10) Vos efforts aggravent le problème. Votre assurance (le narcissisme de vie) est vécue comme une menace par la personnalité harcelante, fragilisée narcissiquement (narcissisme de mort). Voilà pourquoi elle tente de vous briser. De plus, puisqu'elle doute de façon plus ou moins inconsciente de son utilité, votre énergie, votre dynamisme peut être perçue comme une menace puisqu'elle vient rompre l'isomorphisme sécuritaire qui sigle son mécanisme maltraitant. Il y a chez le harceleur une forme de paranoïa qui nourrit sa relation en clivage avec vous. Si vous agissez comme vous agissez, à ses yeux c'est peut-être pour lui piquer son poste, pour l'humilier, pour l'isoler du reste de l'équipe...Parfois, des difficultés personnelles peuvent l'avoir conduit à surinvestir le milieu professionnel, tenter d'améliorer l'entreprise ou ses procédures peut être interprété comme une tentative pour essayer de la changer elle, d'altérer l'espace qu'elle a finit, dans un mouvement défensif mais pathologique, par investir comme un refuge.

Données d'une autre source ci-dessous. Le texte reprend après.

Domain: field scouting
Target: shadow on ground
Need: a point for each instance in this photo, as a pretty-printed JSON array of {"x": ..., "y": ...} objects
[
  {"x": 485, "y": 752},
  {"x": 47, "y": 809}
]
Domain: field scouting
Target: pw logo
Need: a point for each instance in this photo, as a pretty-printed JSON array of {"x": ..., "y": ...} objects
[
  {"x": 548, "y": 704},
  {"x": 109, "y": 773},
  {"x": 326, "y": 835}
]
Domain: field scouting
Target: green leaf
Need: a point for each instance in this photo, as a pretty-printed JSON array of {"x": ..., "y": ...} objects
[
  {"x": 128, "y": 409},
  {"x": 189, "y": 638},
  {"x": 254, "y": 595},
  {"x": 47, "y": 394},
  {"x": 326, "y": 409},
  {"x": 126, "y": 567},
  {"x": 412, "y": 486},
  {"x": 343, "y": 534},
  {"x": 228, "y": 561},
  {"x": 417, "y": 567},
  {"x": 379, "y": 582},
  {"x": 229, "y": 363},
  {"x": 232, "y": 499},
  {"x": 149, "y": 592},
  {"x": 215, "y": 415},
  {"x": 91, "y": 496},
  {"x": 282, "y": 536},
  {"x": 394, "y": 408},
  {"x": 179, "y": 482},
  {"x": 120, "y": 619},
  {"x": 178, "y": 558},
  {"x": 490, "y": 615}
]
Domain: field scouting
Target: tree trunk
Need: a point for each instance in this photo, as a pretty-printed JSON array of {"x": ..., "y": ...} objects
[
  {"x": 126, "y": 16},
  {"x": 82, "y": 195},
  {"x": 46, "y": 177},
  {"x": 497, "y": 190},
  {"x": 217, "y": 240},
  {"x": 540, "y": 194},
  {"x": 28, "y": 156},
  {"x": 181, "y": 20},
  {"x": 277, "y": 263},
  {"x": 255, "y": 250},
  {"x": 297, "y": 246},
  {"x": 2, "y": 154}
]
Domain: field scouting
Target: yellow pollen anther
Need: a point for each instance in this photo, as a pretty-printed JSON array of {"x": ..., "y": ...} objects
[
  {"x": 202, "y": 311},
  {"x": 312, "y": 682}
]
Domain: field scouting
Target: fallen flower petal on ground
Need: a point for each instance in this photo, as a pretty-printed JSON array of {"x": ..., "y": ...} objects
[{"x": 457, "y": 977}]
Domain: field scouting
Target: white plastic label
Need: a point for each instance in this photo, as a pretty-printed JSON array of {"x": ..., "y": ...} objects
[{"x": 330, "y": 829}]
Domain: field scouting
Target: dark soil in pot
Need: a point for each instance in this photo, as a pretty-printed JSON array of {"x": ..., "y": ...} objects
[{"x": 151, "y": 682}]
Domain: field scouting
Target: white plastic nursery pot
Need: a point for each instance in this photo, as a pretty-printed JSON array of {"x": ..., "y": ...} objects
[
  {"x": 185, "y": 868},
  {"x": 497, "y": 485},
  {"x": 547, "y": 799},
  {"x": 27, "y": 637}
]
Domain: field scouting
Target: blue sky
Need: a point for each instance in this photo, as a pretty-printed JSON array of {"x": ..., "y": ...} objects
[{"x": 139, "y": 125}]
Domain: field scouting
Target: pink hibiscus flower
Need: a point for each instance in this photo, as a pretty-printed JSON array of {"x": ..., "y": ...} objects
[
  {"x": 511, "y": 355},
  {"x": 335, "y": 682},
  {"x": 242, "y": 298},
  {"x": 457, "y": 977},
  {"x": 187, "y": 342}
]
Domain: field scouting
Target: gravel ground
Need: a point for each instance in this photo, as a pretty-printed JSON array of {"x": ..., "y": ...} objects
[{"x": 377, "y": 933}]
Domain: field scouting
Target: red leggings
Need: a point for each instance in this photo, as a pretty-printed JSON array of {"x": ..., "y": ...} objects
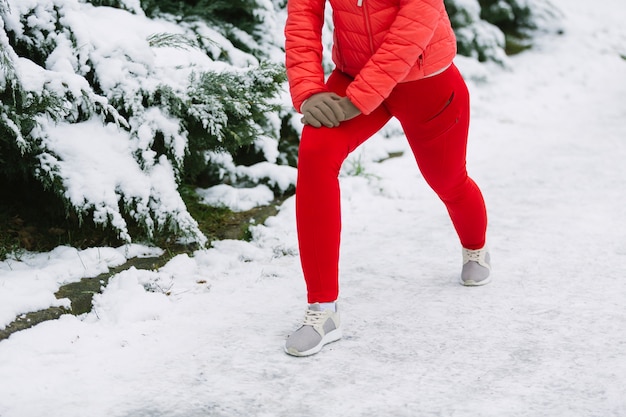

11) La personne ne respecte pas la Loi. Ce critère peut sembler évident mais hélas il n'en est rien. Alors qu'il devrait être la cause principale alerte. Le harceleur veut vous faire travailler en dehors de vos heures, peut-être même les décaler à cause d'un jour férié, il avait mis du temps à vous fournir un contrat de travail, il ne respecte pas les conventions collectives, tout cela vous revient maintenant que tout s'écroule. La violation du cadre est le premier indice, le premier signe d'une dysfonction. On a tendance à les accepter car le jeu de l'entreprise ou de l'institution peut conduire, à tort, à accepter des compromis. Mais la loi est la loi et n'en admet aucun. C'est le doigt dans l'engrenage, le début du supplice. Lorsqu'une personne porte plainte contre un harceleur, la plupart du temps elle ne réalise pas le nombre d'agressions dont elle était précédemment la victime et il faut qu'un tiers lui apprenne que les épreuves qu'elle traversait n'avaient rien de légales, qu'elles étaient même hautement condamnables. Le harceleur ne respecte pas la loi car il pense ETRE la loi dans une dynamique purement perverse, ce qui explique son sentiment d'impunité et les propositions parfaitement aberrantes qu'il formule parfois. Il peut également avoir trouvé des complices dans l'institution, observateurs consentants qui voient mais ne font rien, par peur ou par lassitude, peut-être trop heureux de ne pas être les victimes. Le harceleur peut même nourrir la dynamique pathogène de l'institution ou de l'entreprise elles-mêmes.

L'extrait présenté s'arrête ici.